L’enseignement suffit-il à la formation professionnelle dans le secteur de l’IT?
« Le décalage entre formations et attentes des entreprises touche tous les secteurs à des degrés divers. Et l’IT n’échappe donc pas à la règle. Voilà pourquoi nous nous sommes dotés de “Centres de compétence”, offrant, après les études, un supplément de formation et donc… de compétence aux jeunes qui cherchent à entrer sur le marché du travail. C’est, je crois, la meilleure manière de trouver la plus forte adéquation possible entre le marché de l’emploi et le profil des candidats. D’autant plus que les entreprises sont parties prenantes dans ce projet. Et peuvent donc exactement nous dire de quoi elles ont besoin! Nous essayons de pousser cette complémentarité au maximum. »

Selon vous, quel est le profil IT idéal pour rejoindre une entreprise?

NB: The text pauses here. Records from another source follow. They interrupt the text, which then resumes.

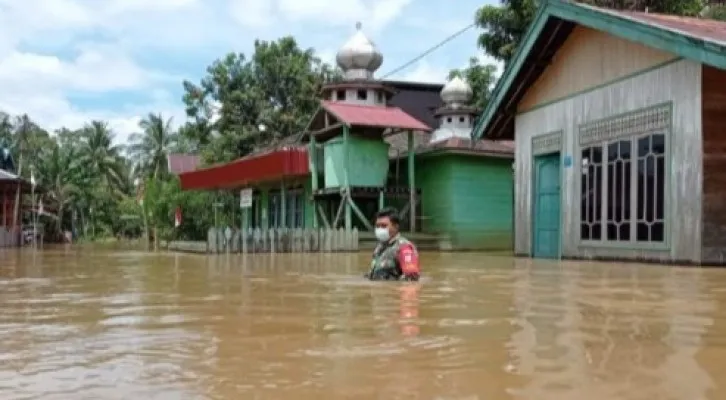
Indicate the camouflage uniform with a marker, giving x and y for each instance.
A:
(386, 264)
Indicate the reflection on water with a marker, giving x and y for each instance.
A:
(113, 324)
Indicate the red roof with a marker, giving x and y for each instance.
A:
(375, 116)
(180, 163)
(274, 165)
(700, 28)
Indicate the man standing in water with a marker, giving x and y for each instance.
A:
(394, 258)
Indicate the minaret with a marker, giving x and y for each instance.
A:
(359, 59)
(456, 117)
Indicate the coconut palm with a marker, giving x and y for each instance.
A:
(103, 156)
(149, 149)
(64, 176)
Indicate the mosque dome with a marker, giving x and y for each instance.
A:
(359, 58)
(456, 92)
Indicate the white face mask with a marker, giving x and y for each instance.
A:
(382, 234)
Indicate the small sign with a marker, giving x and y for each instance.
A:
(568, 161)
(245, 198)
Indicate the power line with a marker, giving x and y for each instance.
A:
(429, 51)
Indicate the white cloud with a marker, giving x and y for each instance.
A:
(374, 14)
(425, 72)
(53, 52)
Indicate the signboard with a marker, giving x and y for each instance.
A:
(245, 198)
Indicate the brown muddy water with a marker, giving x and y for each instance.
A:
(122, 324)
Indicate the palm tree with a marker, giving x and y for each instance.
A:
(102, 155)
(150, 148)
(64, 174)
(23, 132)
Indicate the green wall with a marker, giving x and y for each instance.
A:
(467, 198)
(367, 162)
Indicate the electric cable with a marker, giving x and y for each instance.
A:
(429, 51)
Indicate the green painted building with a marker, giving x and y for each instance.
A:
(381, 143)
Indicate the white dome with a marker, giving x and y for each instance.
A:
(456, 92)
(359, 58)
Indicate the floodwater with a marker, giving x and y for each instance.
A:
(119, 324)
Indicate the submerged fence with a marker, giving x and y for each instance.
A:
(228, 240)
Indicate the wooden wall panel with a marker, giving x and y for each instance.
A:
(679, 83)
(587, 59)
(714, 165)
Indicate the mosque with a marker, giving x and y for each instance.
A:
(375, 143)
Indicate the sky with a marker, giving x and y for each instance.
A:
(66, 62)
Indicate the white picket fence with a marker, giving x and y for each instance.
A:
(223, 240)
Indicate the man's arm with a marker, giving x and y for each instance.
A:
(408, 260)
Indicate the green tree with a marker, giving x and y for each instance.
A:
(505, 25)
(245, 103)
(63, 176)
(150, 148)
(102, 155)
(480, 77)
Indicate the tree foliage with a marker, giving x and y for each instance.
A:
(98, 188)
(481, 77)
(245, 103)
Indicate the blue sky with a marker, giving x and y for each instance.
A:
(65, 62)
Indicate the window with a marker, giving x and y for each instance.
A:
(591, 190)
(623, 180)
(619, 218)
(274, 209)
(296, 208)
(651, 189)
(294, 211)
(253, 213)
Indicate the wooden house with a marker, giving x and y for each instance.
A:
(370, 144)
(617, 118)
(11, 217)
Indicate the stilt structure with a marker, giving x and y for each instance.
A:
(348, 156)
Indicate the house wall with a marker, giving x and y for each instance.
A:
(262, 199)
(587, 59)
(468, 199)
(678, 83)
(713, 88)
(367, 162)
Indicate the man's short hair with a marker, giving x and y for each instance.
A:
(390, 213)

« À compétences égales, et cela coule de source dans tous les domaines, c’est souvent l’autonomie qui fait la différence. Aujourd’hui, l’IT touche une série de métiers. Par exemple, l’agriculture et la santé sont actuellement des secteurs où l’informatique est devenue essentielle. Tant les tracteurs que les tables d’opération sont bourrés d’électronique. Il est donc fondamental qu’une personne connaisse l’informatique, mais puisse aussi s’adapter au secteur dans lequel elle évolue. Et c’est bien entendu là que l’autonomie intervient. Mais les connaissances et cette fameuse autonomie restent indissociables. Puisque la seconde ne s’exprime pleinement que lorsqu’un candidat a totalement confiance en ses compétences. Moralité: tout est dans tout! »

Quels sont les grands défis futurs pour l’emploi dans le secteur IT?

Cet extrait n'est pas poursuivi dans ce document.